Laksana Budiwiyono berambisi bahwa aktivitas Resilience World Tour nan digelar Trend Micro ini meningkatkan kesadaran perusahaan di Indonesia untuk meningkatkan keamanan siber mereka, sekaligus memperkenalkan teknologi terbaru dari Trend Micro untuk solusi keamanan siber.
"Dengan menyelenggarakan aktivitas ini di Jakarta, perusahaan-perusahaan di Indonesia bakal berkesempatan untuk memahami strategi dan berbagi praktik terbaik dalam mengelola akibat di seluruh permukaan serangan. Memahami strategi musuh adalah dasar dari pertahanan nan efektif," ujarnya.
Trend Micro Resilience World Tour 2024 Hadir di Jakarta
Trend Micro Resilience World Tour sekarang digelar di Jakarta, setelah sebelumnya dimulai di Singapura pada 14 Mei 2024, dan bersambung ke Filipina pada 16 Mei 2024.
Materi nan didiskusikan pada aktivitas ini berfokus pada strategi keamanan berbasis AI di beragam tempat.

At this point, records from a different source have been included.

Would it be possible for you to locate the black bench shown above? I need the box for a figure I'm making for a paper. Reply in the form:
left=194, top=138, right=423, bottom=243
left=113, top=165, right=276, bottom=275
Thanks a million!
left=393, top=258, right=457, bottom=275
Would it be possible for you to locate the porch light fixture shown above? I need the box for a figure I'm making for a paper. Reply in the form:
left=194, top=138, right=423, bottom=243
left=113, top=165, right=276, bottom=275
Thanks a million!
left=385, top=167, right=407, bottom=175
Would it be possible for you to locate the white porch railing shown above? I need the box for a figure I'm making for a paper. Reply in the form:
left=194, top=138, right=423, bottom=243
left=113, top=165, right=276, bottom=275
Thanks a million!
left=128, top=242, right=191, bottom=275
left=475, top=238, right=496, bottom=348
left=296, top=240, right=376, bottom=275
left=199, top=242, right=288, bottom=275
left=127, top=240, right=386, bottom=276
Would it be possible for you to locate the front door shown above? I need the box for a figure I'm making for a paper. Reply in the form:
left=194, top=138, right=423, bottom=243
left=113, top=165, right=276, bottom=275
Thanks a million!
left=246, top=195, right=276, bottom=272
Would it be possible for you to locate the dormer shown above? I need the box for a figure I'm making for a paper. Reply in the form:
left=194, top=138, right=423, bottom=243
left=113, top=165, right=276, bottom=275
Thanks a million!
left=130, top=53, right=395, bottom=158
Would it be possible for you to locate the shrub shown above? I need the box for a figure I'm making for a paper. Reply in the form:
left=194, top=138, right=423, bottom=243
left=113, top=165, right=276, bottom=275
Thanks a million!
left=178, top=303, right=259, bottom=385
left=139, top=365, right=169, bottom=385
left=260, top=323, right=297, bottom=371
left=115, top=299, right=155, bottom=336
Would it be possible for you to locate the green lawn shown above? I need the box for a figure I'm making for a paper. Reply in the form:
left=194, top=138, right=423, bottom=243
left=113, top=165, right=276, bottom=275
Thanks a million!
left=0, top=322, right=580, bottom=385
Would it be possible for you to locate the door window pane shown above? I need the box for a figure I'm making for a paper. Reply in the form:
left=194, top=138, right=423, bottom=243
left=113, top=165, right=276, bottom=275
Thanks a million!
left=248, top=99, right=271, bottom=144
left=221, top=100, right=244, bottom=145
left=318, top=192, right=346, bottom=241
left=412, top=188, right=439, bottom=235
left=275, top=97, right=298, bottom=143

Pengunjung nan datang bakal memandang teknologi-teknologi dan inovasi-inovasi terbaru nan membantu mempercepat upaya pengelolaan akibat siber, sehingga memungkinkan perusahaan untuk mengambil keputusan nan tepat, mempercepat langkah-langkah keamanan, dan meraih masa depan nan lebih tangguh.
David Ng, Managing Director Trend Micro Singapura, Filipina dan Indonesia, beranggapan bahwa strategi keamanan siber diperlukan, terlebih ketika perusahaan telah mengangkat teknologi AI generatif.
"Ketika perusahaan dunia menggunakan AI generatif dan tool digital lainnya untuk mendapatkan kelebihan kompetitif, strategi keamanan siber terpadu semakin penting," ucapnya.
Perkenalkan Solusi Keamanan Siber Terkemuka
Tak hanya membahas strategi keamanan siber bebasis AI, Trend Micro juga bakal memperkenalkan produk terbarunya, Trend Vision One™, nan bakal membantu mengamankan penggunaan jasa AI generatif publik dan privat, dan lebih baik dalam mengelola akibat mengenai dengan pengadopsian masal pada perangkat AI baru.
Perkenalan teknologi terbaru daru Trend Micro diharapkan bakal melanjutkan kepemimpinan Trend Micro sebagai vendor pertama nan berfokus pada pengamanan jasa AI termasuk mereka nan menggunakannya di seluruh perusahaan dan enterprise melalui:
- Manajemen terpusat untuk akses tenaga kerja dan penggunaan aplikasi AI
- Inspeksi nan sigap untuk mencegah kebocoran info dan penyelundupan berbahaya
- Penyaringan konten untuk memenuhi persyaratan kepatuhan
- Pertahanan melawan serangan large language model (LLM)
"Di aktivitas Risk to Resilience World Tour, berbareng dengan penemuan keamanan siber lain, kami bakal menampilkan keahlian AI nan baru diluncurkan, nan bakal membantu perusahaan mengatasi akibat inheren pada manusia mengenai dengan penerapan AI. Dikembangkan dengan AI selama bertahun-tahun untuk melindungi pengguna kami dengan lebih baik,” pungkas David.
* Fakta alias Hoaks? Untuk mengetahui kebenaran info nan beredar, silakan WA ke nomor Cek Fakta Liputan6.com 0811 9787 670 hanya dengan ketik kata kunci nan diinginkan.